[ne pa saswar syr le kôtɡut] (loc. génér. ALCOO.)
Lorsque la langue aborde les choses apéritives et plus particulièrement la partie alcoolisée de la collation pré-déjeunatoire ou dînatoire, elle le fait toujours en ronds de jambes et formes subtiles afin de réclamer du plus.
Il est à cet effet de nombreuses expressions visant à souligner le tarissement (les mouettes ont pied, par exemple) ou la nécessité d’un renouvellement comme avec rhabiller le gamin.
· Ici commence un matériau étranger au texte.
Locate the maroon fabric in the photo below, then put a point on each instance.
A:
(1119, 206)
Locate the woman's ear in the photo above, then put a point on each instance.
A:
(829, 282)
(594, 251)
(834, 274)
L’angoissé du gosier asséché, celui qui sait qu’avant de commander la petit sœur il vaut mieux que l’aînée soit bien née, ne possédait rien avant l’opportune survenance de ne pas s’asseoir sur le compte-gouttes, forme qui s’emploie à l’impératif afin d’encourager le serveur à ne pas rechigner sur la quantité.
Popularisée pendant les années surannées par la réclame imprimée d’un vin d’assemblage venu du Haut Douro, ne t’assois pas sur le compte-gouttes intimait donc au tenancier (l’apéritif ne se prenant alors qu’au bistro) de se montrer généreux sur la dose qui, quoi qu’il en soit, appellerait bientôt la suivante.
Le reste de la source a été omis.